Benedict Anderson in his study of the origins of nationalism titled Imagined Communities attributes the emergence of nationalism to the rise of print capitalism in the 18th century. Anderson is a doctrinaire Marxist and I think attributing everything to the rise of capitalism is a mistake. But he was right about one thing and that is that mass exposure of a geographically separated population to the same information contributes to the homogenization of society. If everyone is accessing the same information an imagined bond is created that allows people, say, in San Diego, to feel an affinity with people in New York and elsewhere who they are never likely to meet.

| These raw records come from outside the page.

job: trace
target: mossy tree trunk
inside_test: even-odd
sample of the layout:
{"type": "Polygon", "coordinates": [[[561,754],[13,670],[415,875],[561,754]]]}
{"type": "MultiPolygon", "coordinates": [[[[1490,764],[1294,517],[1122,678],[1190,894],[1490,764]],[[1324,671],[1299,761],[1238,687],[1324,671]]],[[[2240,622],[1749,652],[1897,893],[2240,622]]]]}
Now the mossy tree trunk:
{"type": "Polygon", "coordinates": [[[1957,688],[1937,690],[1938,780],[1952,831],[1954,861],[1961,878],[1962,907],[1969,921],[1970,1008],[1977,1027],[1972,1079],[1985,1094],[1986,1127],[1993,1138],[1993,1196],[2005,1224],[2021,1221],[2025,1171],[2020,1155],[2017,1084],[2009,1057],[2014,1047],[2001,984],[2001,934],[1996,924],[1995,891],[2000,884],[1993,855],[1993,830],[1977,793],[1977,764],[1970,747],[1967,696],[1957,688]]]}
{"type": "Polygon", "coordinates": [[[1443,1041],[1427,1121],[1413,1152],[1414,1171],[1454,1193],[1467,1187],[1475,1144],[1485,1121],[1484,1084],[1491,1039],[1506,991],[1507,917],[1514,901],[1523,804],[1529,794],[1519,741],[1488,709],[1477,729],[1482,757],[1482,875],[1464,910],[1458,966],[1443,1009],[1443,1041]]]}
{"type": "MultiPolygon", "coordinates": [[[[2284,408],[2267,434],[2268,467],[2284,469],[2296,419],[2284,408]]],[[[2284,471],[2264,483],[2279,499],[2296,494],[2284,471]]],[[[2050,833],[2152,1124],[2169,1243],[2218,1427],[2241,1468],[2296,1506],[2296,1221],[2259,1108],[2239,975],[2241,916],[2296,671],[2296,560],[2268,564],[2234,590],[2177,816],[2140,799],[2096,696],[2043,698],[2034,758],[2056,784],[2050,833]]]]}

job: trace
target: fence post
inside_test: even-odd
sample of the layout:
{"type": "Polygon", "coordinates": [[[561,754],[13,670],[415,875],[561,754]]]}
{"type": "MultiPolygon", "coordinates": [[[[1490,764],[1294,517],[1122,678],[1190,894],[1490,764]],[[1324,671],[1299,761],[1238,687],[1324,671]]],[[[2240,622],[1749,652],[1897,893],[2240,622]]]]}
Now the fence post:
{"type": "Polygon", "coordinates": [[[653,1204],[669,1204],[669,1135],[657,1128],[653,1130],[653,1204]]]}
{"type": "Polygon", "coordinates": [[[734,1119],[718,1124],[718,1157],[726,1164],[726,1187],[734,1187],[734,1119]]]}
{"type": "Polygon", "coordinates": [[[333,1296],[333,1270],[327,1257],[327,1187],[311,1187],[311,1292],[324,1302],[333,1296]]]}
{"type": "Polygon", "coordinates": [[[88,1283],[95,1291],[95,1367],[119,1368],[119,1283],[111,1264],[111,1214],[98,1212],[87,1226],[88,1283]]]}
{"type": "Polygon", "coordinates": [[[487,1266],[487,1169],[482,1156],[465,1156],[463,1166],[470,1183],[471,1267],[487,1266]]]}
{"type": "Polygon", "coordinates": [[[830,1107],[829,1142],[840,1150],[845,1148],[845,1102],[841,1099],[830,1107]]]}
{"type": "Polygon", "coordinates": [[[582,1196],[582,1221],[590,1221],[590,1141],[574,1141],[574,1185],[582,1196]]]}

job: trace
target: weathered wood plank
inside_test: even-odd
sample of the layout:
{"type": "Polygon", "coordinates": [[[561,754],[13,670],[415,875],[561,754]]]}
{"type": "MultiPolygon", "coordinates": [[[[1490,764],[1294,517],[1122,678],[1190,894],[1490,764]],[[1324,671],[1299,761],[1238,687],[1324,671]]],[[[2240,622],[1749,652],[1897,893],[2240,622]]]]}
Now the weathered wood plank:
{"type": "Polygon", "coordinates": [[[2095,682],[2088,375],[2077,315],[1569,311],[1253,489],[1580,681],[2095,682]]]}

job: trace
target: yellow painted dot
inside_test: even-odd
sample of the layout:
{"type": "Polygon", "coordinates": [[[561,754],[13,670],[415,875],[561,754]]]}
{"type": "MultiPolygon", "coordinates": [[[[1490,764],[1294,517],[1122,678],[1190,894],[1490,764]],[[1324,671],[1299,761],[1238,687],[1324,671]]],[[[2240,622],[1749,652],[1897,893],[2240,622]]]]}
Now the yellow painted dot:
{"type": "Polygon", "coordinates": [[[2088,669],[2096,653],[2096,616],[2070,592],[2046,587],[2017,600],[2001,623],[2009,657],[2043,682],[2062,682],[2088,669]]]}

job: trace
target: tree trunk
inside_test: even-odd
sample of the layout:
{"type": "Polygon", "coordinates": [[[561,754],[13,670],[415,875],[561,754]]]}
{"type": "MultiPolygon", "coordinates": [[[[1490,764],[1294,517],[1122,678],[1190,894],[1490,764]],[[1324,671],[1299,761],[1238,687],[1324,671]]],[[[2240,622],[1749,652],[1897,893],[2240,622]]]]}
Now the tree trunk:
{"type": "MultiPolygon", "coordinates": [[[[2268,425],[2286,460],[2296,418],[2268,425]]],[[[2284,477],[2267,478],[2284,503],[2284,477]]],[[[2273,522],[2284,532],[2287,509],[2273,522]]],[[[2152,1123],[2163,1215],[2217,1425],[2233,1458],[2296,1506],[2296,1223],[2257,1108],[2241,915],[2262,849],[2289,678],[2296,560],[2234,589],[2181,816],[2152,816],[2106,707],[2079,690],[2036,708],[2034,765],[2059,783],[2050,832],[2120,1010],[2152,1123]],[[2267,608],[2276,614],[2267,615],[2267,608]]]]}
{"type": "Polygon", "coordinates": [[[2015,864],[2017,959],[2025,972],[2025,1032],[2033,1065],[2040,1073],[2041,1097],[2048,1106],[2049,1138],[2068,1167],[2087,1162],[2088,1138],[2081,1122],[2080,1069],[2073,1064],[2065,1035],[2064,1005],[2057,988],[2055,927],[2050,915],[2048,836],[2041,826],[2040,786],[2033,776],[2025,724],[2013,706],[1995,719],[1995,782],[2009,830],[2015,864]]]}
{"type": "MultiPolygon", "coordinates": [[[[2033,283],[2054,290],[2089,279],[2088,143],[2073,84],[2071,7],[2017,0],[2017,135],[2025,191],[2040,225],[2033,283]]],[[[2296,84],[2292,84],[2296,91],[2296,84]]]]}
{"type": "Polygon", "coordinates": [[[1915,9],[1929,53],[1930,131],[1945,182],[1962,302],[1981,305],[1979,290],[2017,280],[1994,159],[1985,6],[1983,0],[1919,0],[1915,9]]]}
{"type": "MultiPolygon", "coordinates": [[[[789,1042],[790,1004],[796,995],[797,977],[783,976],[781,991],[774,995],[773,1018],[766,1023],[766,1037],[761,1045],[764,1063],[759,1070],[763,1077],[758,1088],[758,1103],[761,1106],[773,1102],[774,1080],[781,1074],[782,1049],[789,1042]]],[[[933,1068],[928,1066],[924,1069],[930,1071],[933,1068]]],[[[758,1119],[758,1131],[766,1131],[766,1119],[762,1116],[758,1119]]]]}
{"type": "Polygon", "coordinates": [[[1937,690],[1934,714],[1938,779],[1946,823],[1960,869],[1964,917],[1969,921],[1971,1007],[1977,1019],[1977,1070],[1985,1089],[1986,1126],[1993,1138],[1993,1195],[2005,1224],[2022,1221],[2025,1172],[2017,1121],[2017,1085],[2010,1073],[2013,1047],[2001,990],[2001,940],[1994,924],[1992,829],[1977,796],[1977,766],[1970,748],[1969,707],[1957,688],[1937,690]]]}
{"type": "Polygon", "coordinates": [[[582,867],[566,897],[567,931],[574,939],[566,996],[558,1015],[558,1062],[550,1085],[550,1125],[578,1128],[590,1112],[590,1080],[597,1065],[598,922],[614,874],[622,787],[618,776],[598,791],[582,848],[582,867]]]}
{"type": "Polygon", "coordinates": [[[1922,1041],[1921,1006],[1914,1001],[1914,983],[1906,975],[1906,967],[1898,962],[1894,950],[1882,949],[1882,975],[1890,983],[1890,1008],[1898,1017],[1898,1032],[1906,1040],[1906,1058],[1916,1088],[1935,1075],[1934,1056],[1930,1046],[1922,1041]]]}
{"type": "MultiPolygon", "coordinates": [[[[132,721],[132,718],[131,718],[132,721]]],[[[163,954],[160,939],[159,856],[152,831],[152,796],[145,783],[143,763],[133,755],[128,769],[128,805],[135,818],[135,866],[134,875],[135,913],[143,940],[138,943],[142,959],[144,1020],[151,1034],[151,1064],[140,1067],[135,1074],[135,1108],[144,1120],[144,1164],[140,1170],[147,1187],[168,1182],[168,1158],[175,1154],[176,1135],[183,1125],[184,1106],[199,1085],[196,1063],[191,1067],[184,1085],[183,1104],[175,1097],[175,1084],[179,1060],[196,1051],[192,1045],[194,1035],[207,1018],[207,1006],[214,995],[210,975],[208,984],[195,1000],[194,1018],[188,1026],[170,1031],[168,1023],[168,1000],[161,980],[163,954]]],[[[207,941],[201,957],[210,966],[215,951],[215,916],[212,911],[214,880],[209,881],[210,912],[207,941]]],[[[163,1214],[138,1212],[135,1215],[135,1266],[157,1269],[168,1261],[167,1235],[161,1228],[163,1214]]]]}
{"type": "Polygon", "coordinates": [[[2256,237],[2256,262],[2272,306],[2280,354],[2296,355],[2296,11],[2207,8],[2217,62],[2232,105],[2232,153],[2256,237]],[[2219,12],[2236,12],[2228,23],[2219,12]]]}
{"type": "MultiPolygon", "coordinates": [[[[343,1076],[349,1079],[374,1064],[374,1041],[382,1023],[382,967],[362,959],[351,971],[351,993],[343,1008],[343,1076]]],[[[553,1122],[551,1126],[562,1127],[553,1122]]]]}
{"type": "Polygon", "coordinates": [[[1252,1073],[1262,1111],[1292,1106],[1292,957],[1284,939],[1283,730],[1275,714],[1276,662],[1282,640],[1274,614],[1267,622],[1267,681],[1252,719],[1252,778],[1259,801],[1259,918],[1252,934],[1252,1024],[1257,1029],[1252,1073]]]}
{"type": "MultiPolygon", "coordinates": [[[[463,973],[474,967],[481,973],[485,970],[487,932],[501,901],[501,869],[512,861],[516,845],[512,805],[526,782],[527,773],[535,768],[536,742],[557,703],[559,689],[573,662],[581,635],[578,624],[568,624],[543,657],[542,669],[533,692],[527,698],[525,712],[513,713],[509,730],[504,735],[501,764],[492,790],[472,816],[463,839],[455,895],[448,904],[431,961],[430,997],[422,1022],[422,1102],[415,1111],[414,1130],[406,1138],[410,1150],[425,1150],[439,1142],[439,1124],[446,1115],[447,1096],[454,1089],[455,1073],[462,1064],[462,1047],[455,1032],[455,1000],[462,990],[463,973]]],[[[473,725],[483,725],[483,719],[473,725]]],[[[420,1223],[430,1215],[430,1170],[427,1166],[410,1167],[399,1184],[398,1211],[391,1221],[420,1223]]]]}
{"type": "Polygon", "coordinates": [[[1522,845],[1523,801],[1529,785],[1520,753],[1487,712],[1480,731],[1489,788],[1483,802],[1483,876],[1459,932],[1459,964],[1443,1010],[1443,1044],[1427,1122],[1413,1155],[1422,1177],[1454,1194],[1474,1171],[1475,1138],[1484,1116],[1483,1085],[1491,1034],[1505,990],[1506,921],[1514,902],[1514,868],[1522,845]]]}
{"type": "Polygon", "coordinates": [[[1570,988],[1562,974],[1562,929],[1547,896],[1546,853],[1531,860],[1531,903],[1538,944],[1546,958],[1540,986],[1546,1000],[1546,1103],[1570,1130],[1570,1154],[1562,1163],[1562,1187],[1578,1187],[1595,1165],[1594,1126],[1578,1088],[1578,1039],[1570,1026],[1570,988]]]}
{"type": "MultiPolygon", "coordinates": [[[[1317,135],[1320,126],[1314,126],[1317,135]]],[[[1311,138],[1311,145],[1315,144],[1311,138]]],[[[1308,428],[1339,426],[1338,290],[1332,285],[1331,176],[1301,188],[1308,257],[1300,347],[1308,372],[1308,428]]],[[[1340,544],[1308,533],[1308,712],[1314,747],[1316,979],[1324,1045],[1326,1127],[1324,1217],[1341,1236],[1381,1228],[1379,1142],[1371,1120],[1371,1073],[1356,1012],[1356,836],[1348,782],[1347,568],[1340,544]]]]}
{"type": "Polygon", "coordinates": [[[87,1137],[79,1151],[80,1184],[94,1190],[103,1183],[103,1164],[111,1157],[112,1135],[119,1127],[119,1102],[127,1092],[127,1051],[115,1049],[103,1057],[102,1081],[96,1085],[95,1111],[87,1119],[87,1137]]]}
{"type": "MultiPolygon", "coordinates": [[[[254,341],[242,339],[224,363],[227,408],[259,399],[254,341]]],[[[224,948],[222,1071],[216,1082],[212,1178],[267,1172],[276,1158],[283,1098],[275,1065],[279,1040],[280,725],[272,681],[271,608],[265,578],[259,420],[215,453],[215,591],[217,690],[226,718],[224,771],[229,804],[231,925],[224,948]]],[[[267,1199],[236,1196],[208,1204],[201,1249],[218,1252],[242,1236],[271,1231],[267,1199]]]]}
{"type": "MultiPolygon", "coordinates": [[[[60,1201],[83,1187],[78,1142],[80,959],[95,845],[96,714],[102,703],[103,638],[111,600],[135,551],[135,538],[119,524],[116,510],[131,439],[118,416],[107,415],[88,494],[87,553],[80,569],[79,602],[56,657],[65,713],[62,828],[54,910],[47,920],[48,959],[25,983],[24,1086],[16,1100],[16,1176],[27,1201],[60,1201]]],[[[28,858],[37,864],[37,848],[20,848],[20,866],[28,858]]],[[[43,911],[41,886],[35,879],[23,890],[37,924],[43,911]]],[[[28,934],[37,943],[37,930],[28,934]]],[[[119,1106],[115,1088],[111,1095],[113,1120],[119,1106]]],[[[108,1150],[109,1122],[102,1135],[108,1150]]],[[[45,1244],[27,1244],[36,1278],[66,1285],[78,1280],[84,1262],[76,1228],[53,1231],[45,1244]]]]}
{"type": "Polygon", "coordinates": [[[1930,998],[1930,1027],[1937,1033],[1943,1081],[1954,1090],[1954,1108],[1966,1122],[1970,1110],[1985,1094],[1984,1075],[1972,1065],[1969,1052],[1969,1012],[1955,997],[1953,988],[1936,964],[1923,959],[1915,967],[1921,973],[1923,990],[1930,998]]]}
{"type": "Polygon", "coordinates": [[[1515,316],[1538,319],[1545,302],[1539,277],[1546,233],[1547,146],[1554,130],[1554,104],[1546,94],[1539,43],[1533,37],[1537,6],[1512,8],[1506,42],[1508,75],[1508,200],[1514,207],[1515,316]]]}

For example, I believe it is entirely likely that the translation of the Bible into the vernacular was a huge contributor to the rise of the nation-state because it standardized language over large geographical areas. Where people before spoke and understood only the dialect of their local area (and maybe some Latin), with the publication of the one book everyone *read* (because, after all, it was the Protestants who wanted the Bible translated) suddenly everyone in the country was reading "French" or "English" or "German," and soon that was reflected in the spoken language. (Did you notice that people from Atlanta no longer speak with a twang?) The common language tends to engender a sense of common identity, hence the possibility of feeling a kinship through the "nation," even though the nation is actually an intellectual construction not at all rooted in historical reality.
This process accelerated with the mass media culture of the twentieth century. When I grew up in the sixties, there were three channels on the television, everyone listened to the same 10 artists or so on the same few radio stations which reflected two genres: pop and country. In the late sixties the so-called "underground" rock stations added a third alternative for us hippies, and then later the "soul" stations added even more diversity.
But in the last twenty years the Internet has made it possible to access incredibly diverse repositories of culture, to the point that now it is possible to tailor a radio station to your own personal tastes, to watch only the TV shows you are interested in watching, to essentially avoid any connection to the common culture at all. It has become possible for me to create my own cultural shell. I can have my own private culture.
Isn't that wild? How can we encourage a sense of community in the Church when each of the congregants listens only to their own iPod?